Temperamentally I've always been inclined toward belief in the ineffable. I'm easily moved by the poetry of the King James, by the beauty of Early Netherlandish painting, by the pathos of O Sacred Head Now Wounded. I have been bound by faith and tradition and ritual to the miraculous. I have thrilled to the rap of the scepter on the massive cathedral doors. Still, I realize that there has been a part of me that has stayed resolutely bound to the earth.

*

Jasper has always been very interested in death. When I was his age, children were shielded from it and didn't generally attend funerals. We've tried to be open and honest, albeit age-appropriate, around the subject. His great-grandfather Otto died when he was two and we took him to Southern California for the funeral. I had to take him out of the service, though, when he started loudly requesting to see Otto's body.

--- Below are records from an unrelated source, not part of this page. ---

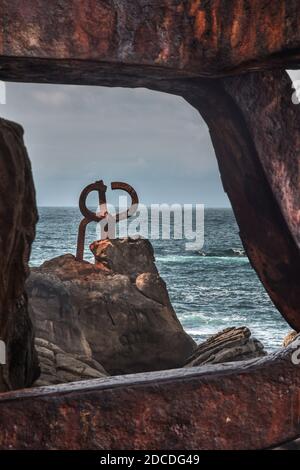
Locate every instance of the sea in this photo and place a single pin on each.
(210, 289)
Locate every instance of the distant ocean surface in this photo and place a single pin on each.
(210, 290)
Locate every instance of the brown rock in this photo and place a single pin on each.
(98, 39)
(124, 321)
(229, 345)
(18, 217)
(289, 338)
(130, 256)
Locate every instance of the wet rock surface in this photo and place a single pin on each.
(57, 366)
(290, 337)
(229, 345)
(122, 320)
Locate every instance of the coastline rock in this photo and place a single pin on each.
(289, 338)
(229, 345)
(18, 215)
(57, 366)
(116, 312)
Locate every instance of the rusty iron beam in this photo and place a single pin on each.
(247, 405)
(186, 38)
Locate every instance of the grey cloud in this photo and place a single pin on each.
(77, 134)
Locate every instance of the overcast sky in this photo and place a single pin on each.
(77, 134)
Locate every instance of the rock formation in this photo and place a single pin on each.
(116, 312)
(57, 366)
(18, 216)
(289, 338)
(231, 344)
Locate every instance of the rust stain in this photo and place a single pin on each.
(200, 24)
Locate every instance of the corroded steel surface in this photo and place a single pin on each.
(89, 216)
(249, 405)
(202, 37)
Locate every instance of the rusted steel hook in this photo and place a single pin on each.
(90, 216)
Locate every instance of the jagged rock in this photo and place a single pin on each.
(290, 337)
(231, 344)
(57, 366)
(112, 312)
(18, 216)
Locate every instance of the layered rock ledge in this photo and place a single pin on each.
(116, 312)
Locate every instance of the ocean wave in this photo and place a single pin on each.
(228, 253)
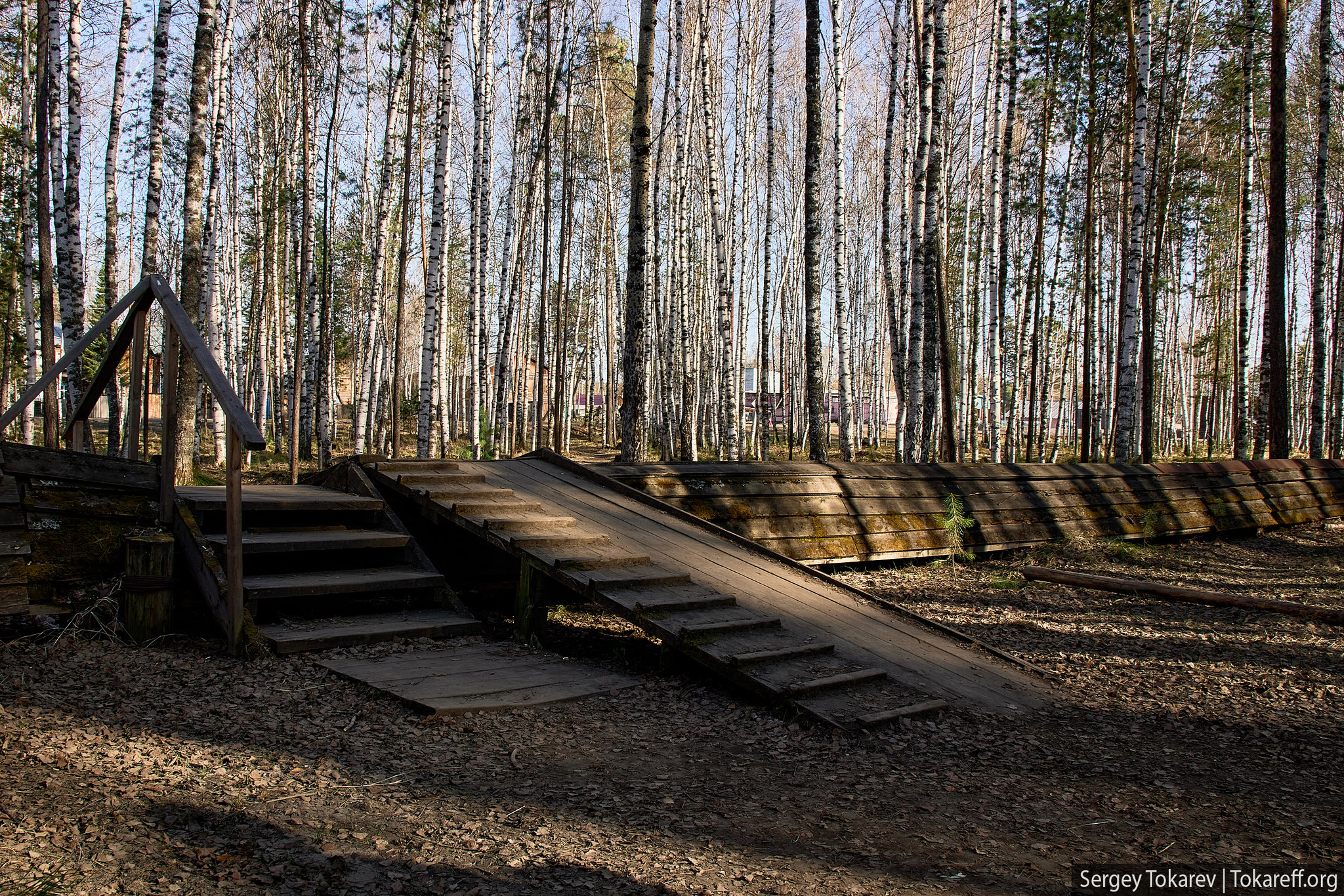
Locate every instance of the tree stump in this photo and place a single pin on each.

A few months later he started pretending to be dead and asking me to perform his funeral.

He would lie on the floor of the living room, sometimes with pillows piled around him, other times with blocks. He would close his eyes and lie very still and instruct me to start talking. And so I would ad lib for awhile about how much I loved him and how much I would miss him, trying as hard as I could not to think about what I was doing or saying, attempting to treat it as lightheartedly as I would any other pretend game. Jasper would lie there and soak up the praise. When his funeral was over he would sit up and ask me to conduct another one.

Which gave me a very weird feeling when I spoke to Balthazar in the delivery room that night after he was born, because I felt that I had rehearsed.

*

I can no longer believe in the Resurrection. That doesn't mean I don't understand its power. In fact, I think I understand it more than I did before. I consider the Resurrection to be the most compelling, ingenious narrative ever created, a testament to the creativity and intelligence of humanity.

It's The Greatest Story Ever Told.

A beloved son dies. His mother mourns. Then after three days he rises from the dead. Mary is blessed among women; no other mother has ever received such a gift. Jesus comes back, temporarily, and then he ascends into heaven and takes his place at the right hand of God the Father Almighty.

In one deft move Christianity has solved humanity's gravest, most intractable problem: the awareness of our inevitable death and the deaths of our loved ones. Our fear for ourselves and our grief for those we love has been mitigated. Jesus is our representative in a ritual sacrifice. Of course we still die, because even Christianity can't solve that biological imperative. But we no longer have to be afraid. We don't have to mourn those we've lost, though of course we do anyway because we can't help it. They're OK, though; they're in a better place and we'll see them again. Death has lost its sting.

When my brother was about twelve, he told my parents that it was much more likely that Jesus had a twin brother than that he arose from the dead. We laughed at the literal turn of his mind. But he was already expressing a fundamental belief in and respect for the laws of the world we live in. Which is something he and I share.

Sons die. They don't come back.

I bought an Easter lily anyway, in memory of Balthazar. I'm thinking of going to church on Good Friday. I mean, I have no problem with the part of the story where a socialist rabble-rouser named Jesus is murdered by the state and is buried as his mother Mary mourns. It may not be The Greatest Story Ever Told, but it's a good one, a story of this world.

When I was planning Balthazar's funeral, the only poems that spoke to me were about the eternity of the earth and our oneness with the universe. I knew that they were where I hoped to get, eventually. I believe in this life, this earth, the hyacinths and baby geese and goddamn cherry blossoms blowing everywhere.